Et une ambiance bien sympa.
(et même des poteries ouais mais bon)
(nan mais ça irait pas chez moi ttouttfaçons)
(et pis bonjour le trou dans le budget, déjà que là tu vois...)
Ensuite nous sommes allés tout à côté au Jardin des Martels qui est un parc foral magnifique, immense, arrangé "à l'anglaise" c'est-à-dire en un savant fouillis merveilleux avec des petits chemins, des pièces d'eau, des ponts de bois, des pontons, des passages en mini-sous-bois... Seul bémol: la pagode aux lotus où il n'y avait aucun lotus, soit que c'est pas la saison, soit que tout a gelé lors du grand gel de février.
A part ça: visite/aperçu en quelques photos:
Il y a même une mini-ferme avec plein de bébêtes marrantes.
Et pour clore ce dimanche lumineux qui finissait sous un orage, nous sommes allés voir A la recherche du Marsupilami, un peu méfiants certes, mais franchement je n'ai pas boudé mon plaisir: on a vraiment bien rigolé, et de bon coeur! Tout le monde s'amuse bien dans ce film et on passe un très bon moment.
28.04.2012
On est mal...???
Parfois tout semble se passer plutôt bien dans ma vie: pas d'angoisse existentielle, pas de drame personnel, rien. Un peu plus de travail pour cause de projets pharaoniques déjà esquissés ici, un peu moins d'argent pour causes diverses, cernées et reconnues, quelques remuements internes bien normaux pour qui ne vit pas sans se poser de questions, bref, tout va bien.
Et puis quelques indices apparaissent insidieusement ici et là:
- un rhume qui va et vient mais ne guérit jamais vraiment (depuis février quand-même...)
- un comportement compulsif dont je n'avais plus l'habitude et qui revient en force:
avec ses probables proches conséquences que je préfère ne pas voir venir:
(tu distingues pas bien? C'est un pèse-personne au fond du placard...)
- et même une certaine difficulté à me mettre à ma musique qui pourtant me motive bien, en principe:
Oui, c'est un jeu compulsif et jouissif, une pure perte de temps mais parfois je ne peux simplement pas faire autre chose entre deux avancées musicales... (Sois tranquille, le son est coupé donc je ne m'en inspire pas!)

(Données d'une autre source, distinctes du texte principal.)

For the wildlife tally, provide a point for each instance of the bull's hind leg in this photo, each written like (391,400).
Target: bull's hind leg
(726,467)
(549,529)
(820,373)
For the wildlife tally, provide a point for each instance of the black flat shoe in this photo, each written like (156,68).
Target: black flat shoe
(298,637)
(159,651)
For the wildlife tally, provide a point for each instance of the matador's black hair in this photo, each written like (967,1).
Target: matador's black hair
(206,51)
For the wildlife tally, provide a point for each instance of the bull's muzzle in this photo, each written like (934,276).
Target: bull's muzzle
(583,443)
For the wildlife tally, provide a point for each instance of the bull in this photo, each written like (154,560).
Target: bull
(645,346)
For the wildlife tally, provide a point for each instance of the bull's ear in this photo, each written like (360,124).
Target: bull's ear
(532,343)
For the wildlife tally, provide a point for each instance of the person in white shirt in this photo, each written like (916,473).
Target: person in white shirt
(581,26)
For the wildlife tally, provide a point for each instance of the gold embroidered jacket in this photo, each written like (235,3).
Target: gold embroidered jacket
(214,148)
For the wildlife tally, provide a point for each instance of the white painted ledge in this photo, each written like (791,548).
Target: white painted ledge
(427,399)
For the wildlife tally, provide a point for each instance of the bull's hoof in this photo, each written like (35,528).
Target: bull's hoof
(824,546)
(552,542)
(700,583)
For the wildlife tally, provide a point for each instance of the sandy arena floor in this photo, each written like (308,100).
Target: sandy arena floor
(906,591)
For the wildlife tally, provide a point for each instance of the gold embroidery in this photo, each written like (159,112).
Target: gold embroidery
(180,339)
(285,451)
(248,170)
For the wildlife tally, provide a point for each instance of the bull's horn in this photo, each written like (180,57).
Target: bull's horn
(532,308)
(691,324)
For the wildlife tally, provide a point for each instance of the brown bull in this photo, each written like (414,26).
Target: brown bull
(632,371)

- le tout sous un ciel bas et au bord d'une Garonne au taquet qui roule un flot rapide et jaune, comme le fleuve dans un des poèmes de Victor Hugo, sur Roland à Roncevaux je crois. Un truc pas joyeux-joyeux, donc.
Alors voilà, il faut s'observer, se jauger, grattouiller un peu là où ça fait pas du bien, peser les soucis éventuels, faire monter à la surface ce qui gêne aux entournures, pas se faire de cadeaux, pas se fustiger non plus. Normalement une fois ce boulot sur soi fait, en laissant mariner sans plus trop y toucher, les choses se décantent, s'éclaircissent, ou quelque chose arrive qui décoince le tout.
Et je suis bien contente quand c'est fini, jusqu'à la prochaine fois! Mais c'est pour la bonne cause puisque plus ça va mieux ça va...
Et là j'ai décidé de m'aider de nouveau avec quelques substances équilibrantes que m'a fait découvrir une nutritioniste et qui me font vraiment super du bien au niveau vitalité et comportement alimentaire. (Essaye ou pas je m'en fous je ne suis pas sponsorisée!)
C'est chez PILEJE, ça coûte cher mais tant pis, et perso je prends ça et ça:


24.04.2012
C'est un scandale!
Oui, un scandale.
Le pot était bien rangé dans le placard.
Je m'en empare, j'attrappe une cuiller à mazagran (fine et à long manche, juste ce qu'il faut) et je m'assied devant mon ordinateur, bien sereine et contente.
Je dévisse le couvercle, et là, c'est le drame:
vide...
En général je n'ai vraiment pas à me plaindre de Chéri (à part quelques broutilles, mais que voulez-vous c'est quand-même un homme, c'est d'ailleurs pour ça que je suis en couple avec lui)...
... mais alors là y'a d'l'abus.
J'ai quand-même réussi à racler encore un peu de divine substance mais grandissime est ma déception!
(Les épreuves font grandir, dit-on. J'ai du prendre quelques centimètres.)
22:29 Publié dans La vie qu'on vit | Lien permanent | Commentaires (5) | Trackbacks (0) | Envoyer cette note
16.04.2012
Les vacances c'est pas pour s'amuser.

Bon, mon vieux CDRom de Riven (la suite de Myst) ne pouvant pas s'installer sur mon PC sans y trafiquer pendant beaucoup trop d'heures, ma deuxième semaine de vacances va donc être studieuse. Dommage, et tant mieux puisque j'ai (beaucoup) de quoi faire.
(Au fait, un scoop: la semaine dernière j'ai enfin terminé le deuxième mouvement de ma sonate pour flûte alto et harpe, et en plus j'ai l'impression que c'est pas mal réussi!)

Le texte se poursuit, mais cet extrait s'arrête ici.